In the United States, $21.1 billion was spent on online advertising last year, up from $16.9 billion in 2006, according to eMarketer. Search advertising — Google’s stronghold — is the majority of that spending, according to Jeffrey Lindsay, an analyst at Sanford Bernstein.
According to a report by Imran Khan, an Internet analyst at JPMorgan Chase, ad networks “are growing much faster than the general graphical advertising industry.” He estimated that the top 20 ad networks had earned $2 billion in 2007, or 14 percent of the display market.
The reasons ad networks are thriving are price and improved technology. Ad networks charge much lower cost per thousand ads served (known as CPMs), as low as $4 on an ad network with some targeting, compared with $40 and up for some ads on premium sites like MSN or Yahoo.
“While the home pages are still very effective media buys, the price tags on them have become a little outrageous for many advertisers. For all the growth that has gone on from a site standpoint, there are other ways to amass that type of audience fairly quickly that are more efficient,” said Margaret Clerkin, the chief executive of Mindshare Interaction, a media-buying firm.
The improved technology has helped. Ad networks once served ads to pages where no advertiser wanted to be, like pages that get few hits or those with controversial content. Now, though, many attractive sites are not major home pages. Also, many ad networks now offer targeting (as do portals, for a higher price), matching ads to likely buyers.
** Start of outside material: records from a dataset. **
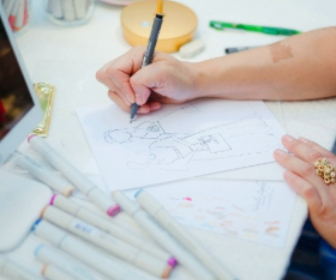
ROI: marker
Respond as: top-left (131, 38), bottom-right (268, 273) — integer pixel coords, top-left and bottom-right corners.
top-left (16, 152), bottom-right (75, 197)
top-left (130, 14), bottom-right (163, 123)
top-left (112, 191), bottom-right (216, 280)
top-left (33, 220), bottom-right (151, 280)
top-left (50, 194), bottom-right (174, 264)
top-left (41, 264), bottom-right (77, 280)
top-left (135, 190), bottom-right (235, 280)
top-left (331, 140), bottom-right (336, 155)
top-left (41, 206), bottom-right (173, 278)
top-left (34, 244), bottom-right (107, 280)
top-left (225, 47), bottom-right (257, 54)
top-left (209, 20), bottom-right (301, 36)
top-left (0, 256), bottom-right (43, 280)
top-left (28, 134), bottom-right (120, 217)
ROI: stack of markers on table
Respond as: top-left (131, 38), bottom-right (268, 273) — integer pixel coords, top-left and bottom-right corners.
top-left (7, 136), bottom-right (234, 280)
top-left (47, 0), bottom-right (94, 25)
top-left (2, 0), bottom-right (29, 32)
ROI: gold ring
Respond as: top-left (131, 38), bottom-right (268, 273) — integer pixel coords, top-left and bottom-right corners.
top-left (314, 158), bottom-right (336, 185)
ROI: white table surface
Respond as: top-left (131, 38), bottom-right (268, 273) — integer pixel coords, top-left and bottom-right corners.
top-left (0, 0), bottom-right (336, 280)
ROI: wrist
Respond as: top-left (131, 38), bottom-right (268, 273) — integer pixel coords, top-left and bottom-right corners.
top-left (188, 62), bottom-right (209, 99)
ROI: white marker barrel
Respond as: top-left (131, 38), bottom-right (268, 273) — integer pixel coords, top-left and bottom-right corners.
top-left (135, 190), bottom-right (235, 280)
top-left (42, 206), bottom-right (173, 278)
top-left (16, 154), bottom-right (75, 197)
top-left (35, 220), bottom-right (145, 280)
top-left (41, 264), bottom-right (77, 280)
top-left (34, 244), bottom-right (107, 280)
top-left (112, 191), bottom-right (216, 280)
top-left (50, 195), bottom-right (173, 264)
top-left (28, 136), bottom-right (120, 217)
top-left (0, 257), bottom-right (43, 280)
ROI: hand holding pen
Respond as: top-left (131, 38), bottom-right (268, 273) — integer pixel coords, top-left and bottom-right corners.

For example, if an airline wants to promote a flight from Dallas to Chicago, it can direct those ads to users with Internet addresses from those areas. Marketers can also direct ads by content: a reader on a cellphone ratings site is probably looking to buy a new phone, while another reader on the Yahoo technology home page might be browsing stories about Wi-Fi and not looking to buy anything.
David Metter, chief marketing officer of MileOne/Atlantic Automotive, a group of car dealerships with over 3,000 employees, said that it was possible to “blow your spend” on a home page ad.
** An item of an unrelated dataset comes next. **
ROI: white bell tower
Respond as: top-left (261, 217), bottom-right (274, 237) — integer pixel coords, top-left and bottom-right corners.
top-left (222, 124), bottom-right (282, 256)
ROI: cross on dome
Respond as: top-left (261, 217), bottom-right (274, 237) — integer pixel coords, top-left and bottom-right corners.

“I would much rather get more specific and go to the customers and have maybe less eyeballs and higher quality eyeballs, or less leads and higher quality leads,” he said.
Based on the success of ad networks, some big players are buying their way into the game. Yahoo bought BlueLithium for $300 million last September. Last July, AOL bought Tacoda for a reported $275 million, and in November, it bought Quigo Technologies for a reported $350 million. Last May, Microsoft bought aQuantive, which owns some ad networks through a subsidiary, for $6 billion. DoubleClick, which also owns ad networks, was acquired by Google for $3.1 billion. Dozens of other networks have sprung up — one tally at eConsultant lists more than 80.
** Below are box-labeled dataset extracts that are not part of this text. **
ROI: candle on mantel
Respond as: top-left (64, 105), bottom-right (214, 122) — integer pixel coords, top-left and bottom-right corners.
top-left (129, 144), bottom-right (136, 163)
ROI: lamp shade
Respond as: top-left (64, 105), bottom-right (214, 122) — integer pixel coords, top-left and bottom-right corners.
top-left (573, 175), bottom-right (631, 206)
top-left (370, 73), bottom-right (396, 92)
“There’s no slowdown in terms of a really targeted ad spend,” said Mitch Lowe, whose network, Jumpstart Automotive Media, handles ads for 12 automotive sites. (Jumpstart was sold to Hachette Filipacchi Media last year for $110 million.)
However, the reliance on ad networks mean that two of their major attractions — that they are simple and that they are cheaper — are diminished.
“These are the gold rush days now for ad networks,” said David Hallerman, senior analyst with eMarketer. “And that kind of counters the appeal of ad networks for advertisers’ agencies, which was to simplify the purchase of ads. And that’s why its unlikely that a great number of ad networks will survive.”
Even given the choice of ad networks, the continued flow of dollars online means that prices are rising.
Mr. Townsend says that his clients were happy with their campaign and want him to do a similar one. Except this time, they want him to hit the networks even harder.
“We thought,” Mr. Townsend said, “for this amount of dollars, we can get you this many more impressions than we did.”